Se la madre non si dimostra «sufficientemente buona»25, costringe il bambino a funzionare sulla base di emozioni soverchianti, non regolate, che si esprimono solo al livello autonomico.
L’alessitimia riflette una de-simbolizzazione che causa una limitata, alle volte inesistente, capacità di esperire consciamente le emozioni. Gli affetti, infatti, non sono più segnali veicolanti un contenuto comunicativo: nel funzionamento interpersonale, questi soggetti sembrano non esserci emozionalmente. Vivono in una dimensione che non riconoscono né riescono a descrivere, un vuoto affettivo in cui lo scambio verbale è sterile, deserto, senza nome né futuro.
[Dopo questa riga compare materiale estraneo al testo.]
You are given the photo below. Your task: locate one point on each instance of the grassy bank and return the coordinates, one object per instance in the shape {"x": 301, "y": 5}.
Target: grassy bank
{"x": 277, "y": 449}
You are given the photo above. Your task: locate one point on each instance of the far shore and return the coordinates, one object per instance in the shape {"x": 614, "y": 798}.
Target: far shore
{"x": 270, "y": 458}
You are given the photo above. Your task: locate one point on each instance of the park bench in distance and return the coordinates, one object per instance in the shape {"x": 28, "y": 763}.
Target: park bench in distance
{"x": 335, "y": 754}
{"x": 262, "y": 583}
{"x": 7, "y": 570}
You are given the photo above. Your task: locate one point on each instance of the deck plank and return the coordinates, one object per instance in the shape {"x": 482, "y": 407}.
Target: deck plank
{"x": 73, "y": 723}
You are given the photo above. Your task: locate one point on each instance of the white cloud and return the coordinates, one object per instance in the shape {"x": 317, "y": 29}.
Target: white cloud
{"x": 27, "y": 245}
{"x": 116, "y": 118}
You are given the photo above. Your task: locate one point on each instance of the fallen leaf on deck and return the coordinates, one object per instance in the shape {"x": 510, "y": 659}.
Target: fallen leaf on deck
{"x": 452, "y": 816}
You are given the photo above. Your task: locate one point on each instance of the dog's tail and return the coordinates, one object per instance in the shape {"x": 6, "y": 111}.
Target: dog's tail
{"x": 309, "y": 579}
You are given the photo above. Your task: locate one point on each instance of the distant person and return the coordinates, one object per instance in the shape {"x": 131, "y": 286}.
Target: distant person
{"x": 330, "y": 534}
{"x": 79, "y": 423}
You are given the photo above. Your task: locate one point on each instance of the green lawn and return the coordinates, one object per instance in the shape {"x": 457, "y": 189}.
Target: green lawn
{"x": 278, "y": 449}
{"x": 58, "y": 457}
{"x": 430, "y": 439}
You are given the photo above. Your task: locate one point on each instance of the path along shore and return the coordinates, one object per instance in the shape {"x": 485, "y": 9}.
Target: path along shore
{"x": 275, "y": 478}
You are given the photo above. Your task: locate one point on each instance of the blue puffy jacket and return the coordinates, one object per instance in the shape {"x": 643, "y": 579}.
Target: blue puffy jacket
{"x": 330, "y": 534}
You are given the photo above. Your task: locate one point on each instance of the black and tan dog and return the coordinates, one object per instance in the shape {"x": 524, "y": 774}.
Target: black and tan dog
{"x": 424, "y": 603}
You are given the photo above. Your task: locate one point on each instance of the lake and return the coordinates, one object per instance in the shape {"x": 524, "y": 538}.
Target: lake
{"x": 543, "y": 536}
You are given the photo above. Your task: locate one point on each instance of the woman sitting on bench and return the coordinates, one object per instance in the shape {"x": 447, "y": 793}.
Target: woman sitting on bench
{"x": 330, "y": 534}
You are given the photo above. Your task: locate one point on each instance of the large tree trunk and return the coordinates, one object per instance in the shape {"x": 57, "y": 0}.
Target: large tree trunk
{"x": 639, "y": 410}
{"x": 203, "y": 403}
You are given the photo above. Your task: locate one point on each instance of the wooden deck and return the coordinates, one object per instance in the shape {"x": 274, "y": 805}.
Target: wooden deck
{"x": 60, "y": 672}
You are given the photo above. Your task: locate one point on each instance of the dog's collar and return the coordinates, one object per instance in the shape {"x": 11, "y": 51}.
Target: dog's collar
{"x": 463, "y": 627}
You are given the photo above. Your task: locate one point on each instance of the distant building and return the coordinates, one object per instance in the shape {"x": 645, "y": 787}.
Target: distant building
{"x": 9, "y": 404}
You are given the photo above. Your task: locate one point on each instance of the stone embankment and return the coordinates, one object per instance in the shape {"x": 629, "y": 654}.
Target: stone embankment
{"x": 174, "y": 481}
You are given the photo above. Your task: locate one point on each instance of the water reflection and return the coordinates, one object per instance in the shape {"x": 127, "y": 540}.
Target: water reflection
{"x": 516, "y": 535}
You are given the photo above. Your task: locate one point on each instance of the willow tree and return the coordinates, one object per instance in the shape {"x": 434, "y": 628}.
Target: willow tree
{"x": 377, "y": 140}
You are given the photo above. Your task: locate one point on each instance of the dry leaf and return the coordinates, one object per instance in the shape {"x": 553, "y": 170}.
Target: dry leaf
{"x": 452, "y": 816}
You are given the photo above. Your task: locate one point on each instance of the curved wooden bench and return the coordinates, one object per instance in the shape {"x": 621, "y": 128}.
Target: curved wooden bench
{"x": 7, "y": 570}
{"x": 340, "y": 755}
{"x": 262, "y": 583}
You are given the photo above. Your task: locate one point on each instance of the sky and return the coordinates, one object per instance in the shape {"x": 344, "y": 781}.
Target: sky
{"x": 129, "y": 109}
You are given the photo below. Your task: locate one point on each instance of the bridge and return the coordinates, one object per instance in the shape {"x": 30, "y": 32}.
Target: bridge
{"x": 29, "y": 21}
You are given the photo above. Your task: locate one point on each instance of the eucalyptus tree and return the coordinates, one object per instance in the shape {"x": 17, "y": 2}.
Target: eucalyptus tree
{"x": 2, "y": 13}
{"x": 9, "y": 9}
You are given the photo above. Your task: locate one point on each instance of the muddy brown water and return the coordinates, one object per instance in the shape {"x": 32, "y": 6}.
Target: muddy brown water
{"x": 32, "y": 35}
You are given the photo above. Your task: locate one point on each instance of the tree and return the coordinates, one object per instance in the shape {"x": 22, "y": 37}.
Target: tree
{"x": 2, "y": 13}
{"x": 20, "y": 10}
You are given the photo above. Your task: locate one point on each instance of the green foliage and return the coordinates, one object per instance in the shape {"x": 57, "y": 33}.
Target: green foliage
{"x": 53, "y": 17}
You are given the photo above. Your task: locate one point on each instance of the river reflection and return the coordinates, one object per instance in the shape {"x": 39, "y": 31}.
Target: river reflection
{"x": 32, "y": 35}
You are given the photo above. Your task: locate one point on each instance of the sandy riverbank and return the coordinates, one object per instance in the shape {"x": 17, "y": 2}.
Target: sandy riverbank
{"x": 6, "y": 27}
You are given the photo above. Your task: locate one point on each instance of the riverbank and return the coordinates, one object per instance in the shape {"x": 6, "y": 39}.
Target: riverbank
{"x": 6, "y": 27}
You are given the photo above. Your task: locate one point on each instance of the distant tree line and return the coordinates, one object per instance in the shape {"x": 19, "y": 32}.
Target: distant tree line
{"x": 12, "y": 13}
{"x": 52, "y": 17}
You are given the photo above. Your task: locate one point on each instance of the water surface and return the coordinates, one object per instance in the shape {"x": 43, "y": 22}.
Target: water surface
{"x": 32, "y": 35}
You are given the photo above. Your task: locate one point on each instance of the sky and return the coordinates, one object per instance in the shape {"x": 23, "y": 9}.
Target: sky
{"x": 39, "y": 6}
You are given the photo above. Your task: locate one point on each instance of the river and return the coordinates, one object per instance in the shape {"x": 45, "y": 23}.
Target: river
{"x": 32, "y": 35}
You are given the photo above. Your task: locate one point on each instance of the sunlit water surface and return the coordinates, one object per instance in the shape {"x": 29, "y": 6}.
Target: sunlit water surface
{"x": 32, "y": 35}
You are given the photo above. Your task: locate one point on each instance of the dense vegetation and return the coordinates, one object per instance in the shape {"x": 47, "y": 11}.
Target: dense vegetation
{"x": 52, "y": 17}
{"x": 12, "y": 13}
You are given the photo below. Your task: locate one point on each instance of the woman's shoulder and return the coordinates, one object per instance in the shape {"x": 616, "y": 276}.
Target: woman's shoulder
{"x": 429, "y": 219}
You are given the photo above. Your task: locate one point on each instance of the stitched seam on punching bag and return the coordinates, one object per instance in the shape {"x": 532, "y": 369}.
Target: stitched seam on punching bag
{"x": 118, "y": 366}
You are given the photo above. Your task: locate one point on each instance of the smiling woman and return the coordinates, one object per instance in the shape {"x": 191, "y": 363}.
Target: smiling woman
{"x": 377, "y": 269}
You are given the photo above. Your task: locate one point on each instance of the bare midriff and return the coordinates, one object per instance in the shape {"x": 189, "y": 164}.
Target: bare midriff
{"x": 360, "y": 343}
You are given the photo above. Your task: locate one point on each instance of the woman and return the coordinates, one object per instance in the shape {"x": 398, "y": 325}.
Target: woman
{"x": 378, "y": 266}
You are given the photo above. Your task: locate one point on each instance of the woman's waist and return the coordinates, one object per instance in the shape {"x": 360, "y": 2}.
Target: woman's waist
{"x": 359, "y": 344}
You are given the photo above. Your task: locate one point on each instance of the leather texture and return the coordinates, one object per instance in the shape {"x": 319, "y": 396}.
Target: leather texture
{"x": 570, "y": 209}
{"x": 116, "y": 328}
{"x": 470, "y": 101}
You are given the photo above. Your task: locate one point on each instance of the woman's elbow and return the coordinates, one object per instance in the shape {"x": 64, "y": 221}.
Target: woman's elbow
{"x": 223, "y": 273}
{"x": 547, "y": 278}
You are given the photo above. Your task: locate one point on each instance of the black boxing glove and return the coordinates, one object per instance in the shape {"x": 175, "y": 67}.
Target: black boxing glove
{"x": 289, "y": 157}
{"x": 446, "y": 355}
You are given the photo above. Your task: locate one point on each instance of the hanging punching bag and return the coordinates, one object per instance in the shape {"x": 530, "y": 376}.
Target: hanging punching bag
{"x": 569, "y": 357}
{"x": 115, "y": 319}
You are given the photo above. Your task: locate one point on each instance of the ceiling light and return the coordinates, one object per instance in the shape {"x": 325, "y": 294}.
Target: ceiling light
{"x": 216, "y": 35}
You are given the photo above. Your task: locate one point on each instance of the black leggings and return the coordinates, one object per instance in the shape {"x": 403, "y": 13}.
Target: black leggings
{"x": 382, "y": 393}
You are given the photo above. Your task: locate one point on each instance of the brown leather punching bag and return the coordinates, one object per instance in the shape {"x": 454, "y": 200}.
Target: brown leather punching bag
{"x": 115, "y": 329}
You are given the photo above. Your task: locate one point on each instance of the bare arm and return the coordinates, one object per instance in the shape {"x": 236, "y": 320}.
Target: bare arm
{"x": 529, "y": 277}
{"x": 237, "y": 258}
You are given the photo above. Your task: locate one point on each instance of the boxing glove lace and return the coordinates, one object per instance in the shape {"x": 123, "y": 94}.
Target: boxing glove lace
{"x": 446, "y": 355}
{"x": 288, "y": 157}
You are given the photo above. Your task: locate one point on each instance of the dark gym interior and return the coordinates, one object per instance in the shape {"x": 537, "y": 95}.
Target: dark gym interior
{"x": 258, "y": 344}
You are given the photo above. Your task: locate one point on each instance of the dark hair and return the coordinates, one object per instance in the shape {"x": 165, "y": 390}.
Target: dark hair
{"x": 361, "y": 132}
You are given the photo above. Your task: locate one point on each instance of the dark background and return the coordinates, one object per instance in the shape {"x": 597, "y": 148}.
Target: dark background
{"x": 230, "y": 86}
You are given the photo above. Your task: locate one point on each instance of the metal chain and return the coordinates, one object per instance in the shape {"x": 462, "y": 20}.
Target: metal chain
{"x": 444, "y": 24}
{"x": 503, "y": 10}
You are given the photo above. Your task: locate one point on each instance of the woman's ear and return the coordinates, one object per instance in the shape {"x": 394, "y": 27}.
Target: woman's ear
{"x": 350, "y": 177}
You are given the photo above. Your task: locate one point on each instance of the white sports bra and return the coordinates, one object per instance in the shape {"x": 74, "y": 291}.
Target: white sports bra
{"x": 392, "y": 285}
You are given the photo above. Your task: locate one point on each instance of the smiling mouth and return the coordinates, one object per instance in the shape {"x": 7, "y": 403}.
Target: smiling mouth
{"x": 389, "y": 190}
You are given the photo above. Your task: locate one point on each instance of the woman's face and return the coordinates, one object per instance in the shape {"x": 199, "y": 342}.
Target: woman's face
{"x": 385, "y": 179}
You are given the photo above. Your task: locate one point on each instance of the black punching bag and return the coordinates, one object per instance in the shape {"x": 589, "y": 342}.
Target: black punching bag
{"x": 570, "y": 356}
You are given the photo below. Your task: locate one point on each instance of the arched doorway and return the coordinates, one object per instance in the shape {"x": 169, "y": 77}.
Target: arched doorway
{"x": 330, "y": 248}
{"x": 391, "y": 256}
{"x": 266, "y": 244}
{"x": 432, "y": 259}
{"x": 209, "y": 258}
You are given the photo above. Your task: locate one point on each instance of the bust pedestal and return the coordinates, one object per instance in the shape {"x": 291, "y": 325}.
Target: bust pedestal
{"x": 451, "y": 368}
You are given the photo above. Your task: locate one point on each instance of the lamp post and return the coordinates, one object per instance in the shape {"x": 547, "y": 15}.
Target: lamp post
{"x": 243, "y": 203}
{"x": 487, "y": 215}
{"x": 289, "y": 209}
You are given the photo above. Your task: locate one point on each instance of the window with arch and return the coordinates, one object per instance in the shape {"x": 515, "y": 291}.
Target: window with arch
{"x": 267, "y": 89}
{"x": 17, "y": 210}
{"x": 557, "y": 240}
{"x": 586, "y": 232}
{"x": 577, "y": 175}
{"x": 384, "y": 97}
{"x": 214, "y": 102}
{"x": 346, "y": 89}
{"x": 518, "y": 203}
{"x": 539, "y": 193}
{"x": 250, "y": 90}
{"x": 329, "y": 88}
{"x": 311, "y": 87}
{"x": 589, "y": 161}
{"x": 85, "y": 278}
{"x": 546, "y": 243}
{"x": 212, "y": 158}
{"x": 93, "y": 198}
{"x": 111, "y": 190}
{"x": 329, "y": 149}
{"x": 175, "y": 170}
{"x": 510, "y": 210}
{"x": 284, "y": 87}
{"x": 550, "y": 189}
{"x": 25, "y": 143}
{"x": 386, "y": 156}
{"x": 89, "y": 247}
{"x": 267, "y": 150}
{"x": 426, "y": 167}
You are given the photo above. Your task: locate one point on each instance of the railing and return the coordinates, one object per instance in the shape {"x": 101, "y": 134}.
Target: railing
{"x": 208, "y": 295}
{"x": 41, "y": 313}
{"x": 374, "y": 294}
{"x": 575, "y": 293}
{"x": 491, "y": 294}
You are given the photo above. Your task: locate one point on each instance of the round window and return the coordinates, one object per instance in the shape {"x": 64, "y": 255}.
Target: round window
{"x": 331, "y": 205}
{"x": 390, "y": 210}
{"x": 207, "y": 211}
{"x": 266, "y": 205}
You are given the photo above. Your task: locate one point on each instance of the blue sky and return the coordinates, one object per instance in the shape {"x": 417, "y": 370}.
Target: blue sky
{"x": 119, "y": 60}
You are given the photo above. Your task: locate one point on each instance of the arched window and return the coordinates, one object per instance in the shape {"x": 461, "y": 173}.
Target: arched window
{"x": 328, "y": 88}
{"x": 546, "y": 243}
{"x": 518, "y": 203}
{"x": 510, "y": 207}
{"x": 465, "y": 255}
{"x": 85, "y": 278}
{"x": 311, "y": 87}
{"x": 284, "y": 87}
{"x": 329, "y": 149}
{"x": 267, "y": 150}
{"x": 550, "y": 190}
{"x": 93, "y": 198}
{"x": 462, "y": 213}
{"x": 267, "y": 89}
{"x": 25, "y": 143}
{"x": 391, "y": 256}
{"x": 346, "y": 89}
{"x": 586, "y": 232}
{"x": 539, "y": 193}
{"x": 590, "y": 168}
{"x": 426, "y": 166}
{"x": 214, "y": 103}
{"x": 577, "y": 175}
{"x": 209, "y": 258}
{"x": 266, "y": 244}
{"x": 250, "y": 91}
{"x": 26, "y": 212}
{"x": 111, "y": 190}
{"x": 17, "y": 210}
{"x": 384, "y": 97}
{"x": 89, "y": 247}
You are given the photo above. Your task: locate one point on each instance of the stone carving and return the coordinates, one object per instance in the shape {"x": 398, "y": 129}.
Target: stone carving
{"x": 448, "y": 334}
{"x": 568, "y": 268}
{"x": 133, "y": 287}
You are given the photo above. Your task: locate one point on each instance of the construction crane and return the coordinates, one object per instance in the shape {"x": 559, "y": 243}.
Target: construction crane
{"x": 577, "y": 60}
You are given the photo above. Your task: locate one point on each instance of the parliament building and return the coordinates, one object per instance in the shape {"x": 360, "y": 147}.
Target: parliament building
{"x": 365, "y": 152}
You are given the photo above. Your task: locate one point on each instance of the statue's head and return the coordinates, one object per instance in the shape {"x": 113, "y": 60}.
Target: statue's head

Interpretando questo costrutto secondo la teoria del codice multiplo di Wilma Bucci, potremmo metaforicamente affermare che la distanza tra un soggetto alessitimico e un poeta risiede nella qualità dei legami tra sensazioni viscerali e simbolismo verbale, ben riflessa nell’antitetica narrativa dei due individui. Mentre nel soggetto sano le istanze di Körper e Leib si sovrappongono, pur costituendo «due epifanie della corporalità»26, nel soggetto alessitimico se ne riscontra un’inequivocabile separazione. Il Körper emerge tumultuosamente come dimensione estranea e separata dall’Io.
L’alessitimia pertanto non individua soggetti privi di emozioni, il che sarebbe impossibile ed innaturale, ma soggetti in cui i processi fisiologici e motorio-comportamentali della regolazione emotiva non sono più modulati dal livello cognitivo-esperienziale di risposta. «Give sorrow words. The grief that does not speak whispers the o’erfraught heart and bids it break»27.